Friday, June 7, 2019

#158 / I Don't Want An Exciting President

The sentiments featured in the headline above do not, necessarily, reflect my personal views. This is what the headline said on a column by Michelle Goldberg, published in the May 21, 2019, edition of The New York Times. A "pull quote" from that column adds some insight as to what she is writing about: 

Biden makes his supporters feel safe, but nominating him is risky.

Goldberg's point is this: your decision on whom to support for President (and I would say on whom to support for any other office) should NOT be based on your judgment about the hypothesized "electability" of the candidate you choose to support. Trying to predict "electability" in advance may well not work. A column by Sonali Kolhatkar, an editor at Truthdig, makes the same point. 

I basically agree with Kolhatkar and Goldberg. Read Goldberg's column to get some examples of why the "electability" approach to picking a candidate is not necessarily the right way to win elections. 

Looking at things from a theoretical perspective, which is the way I tend to think about democratic self-government, the purpose of elections is to allow for debate and discussion about what the government should do, with each individual voter then casting his or her vote for the candidate whom the voter believes will best carry forward the particular policies that the voter prefers. If we are afraid to vote for candidates who will advance our own ideas of what the nation needs to do (because we decide that it is impossible for them to win), we are castrating the democratic process.

A political party that does that deserves to lose, and as Goldberg notes, such parties often do lose!

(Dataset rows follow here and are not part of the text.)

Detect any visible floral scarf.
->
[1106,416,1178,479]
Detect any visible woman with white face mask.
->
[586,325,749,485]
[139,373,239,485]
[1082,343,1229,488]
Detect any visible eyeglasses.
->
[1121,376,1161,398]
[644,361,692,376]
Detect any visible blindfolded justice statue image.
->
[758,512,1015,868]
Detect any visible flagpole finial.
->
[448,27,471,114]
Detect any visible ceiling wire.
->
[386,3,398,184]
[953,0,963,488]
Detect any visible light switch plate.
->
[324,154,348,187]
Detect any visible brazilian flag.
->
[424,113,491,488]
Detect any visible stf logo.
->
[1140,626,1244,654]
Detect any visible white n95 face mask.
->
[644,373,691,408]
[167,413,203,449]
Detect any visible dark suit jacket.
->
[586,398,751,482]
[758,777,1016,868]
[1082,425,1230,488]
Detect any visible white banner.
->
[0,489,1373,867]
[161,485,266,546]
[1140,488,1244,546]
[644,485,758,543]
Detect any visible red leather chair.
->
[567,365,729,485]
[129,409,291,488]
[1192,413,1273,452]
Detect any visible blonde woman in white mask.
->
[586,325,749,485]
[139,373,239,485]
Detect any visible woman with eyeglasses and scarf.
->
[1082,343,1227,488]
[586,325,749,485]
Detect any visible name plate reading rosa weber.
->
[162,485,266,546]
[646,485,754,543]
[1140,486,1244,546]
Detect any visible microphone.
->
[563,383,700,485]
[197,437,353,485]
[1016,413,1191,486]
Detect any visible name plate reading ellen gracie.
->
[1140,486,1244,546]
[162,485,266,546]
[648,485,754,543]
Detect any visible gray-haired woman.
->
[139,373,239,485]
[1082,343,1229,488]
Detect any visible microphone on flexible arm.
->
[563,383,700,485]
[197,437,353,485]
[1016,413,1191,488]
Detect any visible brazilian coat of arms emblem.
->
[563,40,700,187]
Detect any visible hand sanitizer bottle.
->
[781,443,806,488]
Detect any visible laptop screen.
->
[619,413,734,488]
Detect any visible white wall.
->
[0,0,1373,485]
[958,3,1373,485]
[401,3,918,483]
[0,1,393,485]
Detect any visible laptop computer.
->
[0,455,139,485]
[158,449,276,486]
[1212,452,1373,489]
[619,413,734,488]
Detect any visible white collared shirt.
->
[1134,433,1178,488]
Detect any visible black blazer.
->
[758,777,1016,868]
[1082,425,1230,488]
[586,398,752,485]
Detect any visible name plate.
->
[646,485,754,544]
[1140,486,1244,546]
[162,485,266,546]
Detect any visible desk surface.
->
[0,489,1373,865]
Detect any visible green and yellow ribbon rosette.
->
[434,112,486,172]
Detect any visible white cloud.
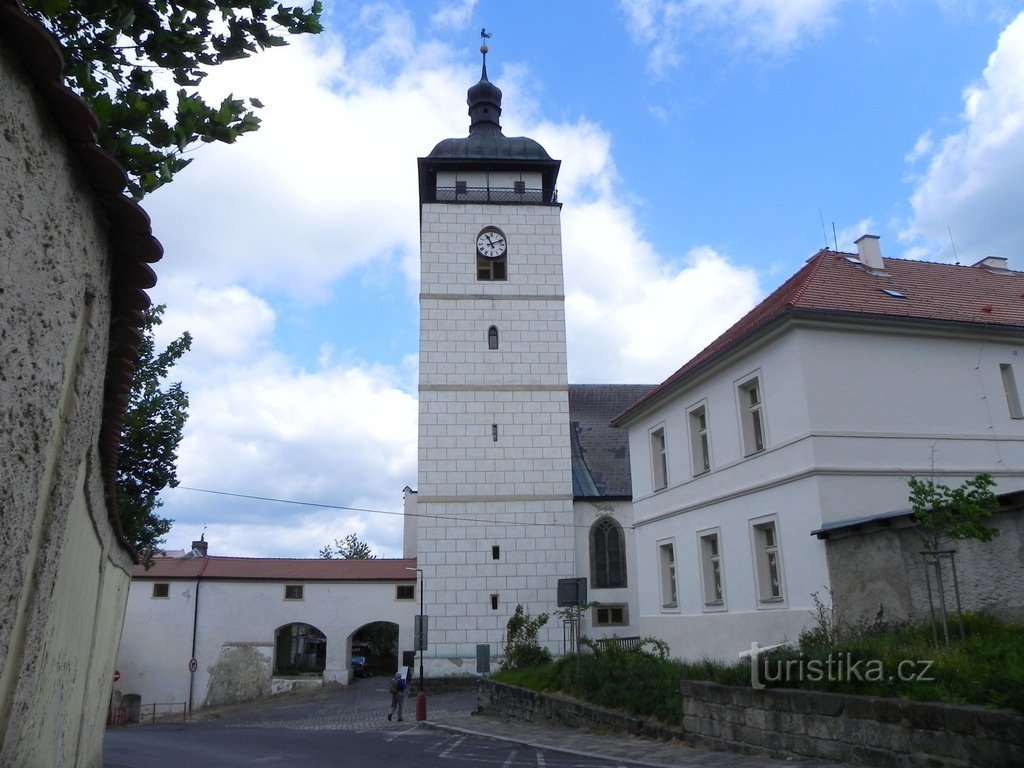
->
[146,6,759,556]
[620,0,839,74]
[901,13,1024,268]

Goldberg doesn't mention the 2016 Democratic Party primary election, in which the Democratic National Committee did what it could to make sure that the person they thought most "electable" got the nomination (supposedly, Hillary Clinton). This is another example that could be added to her list. Here is Goldberg's bottom line: 

Intensity — the thing that turns a campaign into a movement, that leads people to donate more than they can afford, host house parties and spend their free time knocking on the doors of strangers’ houses — matters. That’s especially true in a country as polarized as ours, where turnout is as important as persuasion. Ultimately, the paradox of primaries is that it’s most strategic to ignore the experts and follow your emotions.